Scores were consistent across both tutoring domains, suggesting that the symbolic scaffolding framework generalizes across content. In particular, symbolic strategy use and memory-aware modulation showed low variance between moon phases and global warming topics, supporting the domain-agnostic nature of the framework.
LLM-generated justifications revealed interpretable distinctions between conditions. For C0 (Full), the assistant frequently referenced learner progress, offered specific scaffolding techniques (e.g., visual aids, simplification), and reflected on earlier conversation turns. In contrast, vanilla prompts (C4) often produced disjointed or overly general replies. Partial ablations exhibited mixed strategies, failing to sustain a coherent control loop.

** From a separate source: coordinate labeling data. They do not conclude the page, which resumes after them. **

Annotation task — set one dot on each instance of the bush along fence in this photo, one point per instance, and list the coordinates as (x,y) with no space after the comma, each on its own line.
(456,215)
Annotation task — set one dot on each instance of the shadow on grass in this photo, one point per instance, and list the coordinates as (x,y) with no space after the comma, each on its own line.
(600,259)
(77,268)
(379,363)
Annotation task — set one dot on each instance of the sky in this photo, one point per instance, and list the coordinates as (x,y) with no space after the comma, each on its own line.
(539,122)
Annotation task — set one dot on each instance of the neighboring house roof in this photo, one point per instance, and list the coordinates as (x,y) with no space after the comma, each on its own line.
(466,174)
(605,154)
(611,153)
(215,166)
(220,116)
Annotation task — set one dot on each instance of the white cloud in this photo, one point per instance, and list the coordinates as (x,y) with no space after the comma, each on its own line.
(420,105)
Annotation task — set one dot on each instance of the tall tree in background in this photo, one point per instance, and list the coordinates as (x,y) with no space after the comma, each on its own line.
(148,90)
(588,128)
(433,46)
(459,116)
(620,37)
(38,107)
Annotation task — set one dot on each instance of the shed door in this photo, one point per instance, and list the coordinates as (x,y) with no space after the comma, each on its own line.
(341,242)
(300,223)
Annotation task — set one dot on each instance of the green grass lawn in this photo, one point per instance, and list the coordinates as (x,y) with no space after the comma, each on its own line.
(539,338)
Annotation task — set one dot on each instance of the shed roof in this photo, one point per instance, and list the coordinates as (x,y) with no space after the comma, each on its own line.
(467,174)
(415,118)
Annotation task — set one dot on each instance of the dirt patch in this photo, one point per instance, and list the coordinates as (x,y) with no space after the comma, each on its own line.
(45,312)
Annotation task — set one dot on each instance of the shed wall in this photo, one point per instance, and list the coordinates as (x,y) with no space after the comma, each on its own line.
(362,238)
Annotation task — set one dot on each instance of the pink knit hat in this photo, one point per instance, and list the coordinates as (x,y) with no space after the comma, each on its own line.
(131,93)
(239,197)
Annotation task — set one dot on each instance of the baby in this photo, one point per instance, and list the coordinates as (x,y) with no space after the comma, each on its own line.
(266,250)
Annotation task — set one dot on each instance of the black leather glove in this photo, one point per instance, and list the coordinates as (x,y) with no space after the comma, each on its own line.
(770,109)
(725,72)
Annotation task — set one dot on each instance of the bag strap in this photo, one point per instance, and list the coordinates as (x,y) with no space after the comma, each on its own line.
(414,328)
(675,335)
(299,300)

While these results are based on preliminary LLM-based evaluations, the rubric was explicitly designed to support future integration of human expert ratings. This synthetic evaluation phase played a critical role in refining our framework, allowing us to stabilize the core architecture and validate the effectiveness of the fuzzy heuristic rules. A revised version of the system, informed by these insights, is currently under development and will soon undergo human evaluation to enable more nuanced and context-sensitive assessments.
6 Planned Experiments and Applicability
While our present work focuses on instructional dialogue, the framework itself is modular and domain-agnostic. Its structure, combining symbolic scaffolding, fuzzy heuristic rules, and memory-based modulation, lends itself naturally to a wide range of applications that involve complex, multi-turn reasoning and non-binary decision spaces. In parallel work, we have successfully adapted a similar prompting framework to support instructional dialogues in other school subjects, including mathematics and social sciences (Figueiredo, 2025a). These extensions retained the fuzzy scaffolding schema and boundary prompt principles, demonstrating the framework’s flexibility across knowledge domains and pedagogical genres. Additionally, we explored grade-sensitive entertainment dialogues, such as educational puzzles tuned to readability levels using the Flesch-Kincaid metric, illustrating the framework’s capacity to scale across both curricular and informal learning contexts. We are currently applying this approach to procedural dialogue generation in games (Figueiredo, 2025c), where the ability to track narrative state and adapt conversational strategies across turns is essential for maintaining immersion and believability. Beyond gaming, we see strong potential for this architecture in domains such as health communication, where patient interactions often involve uncertainty and require adaptive explanation strategies; scientific explanation assistants, which must handle varied prior knowledge and scaffold abstract reasoning; and customer service systems, where dynamic personalization and context tracking are increasingly expected.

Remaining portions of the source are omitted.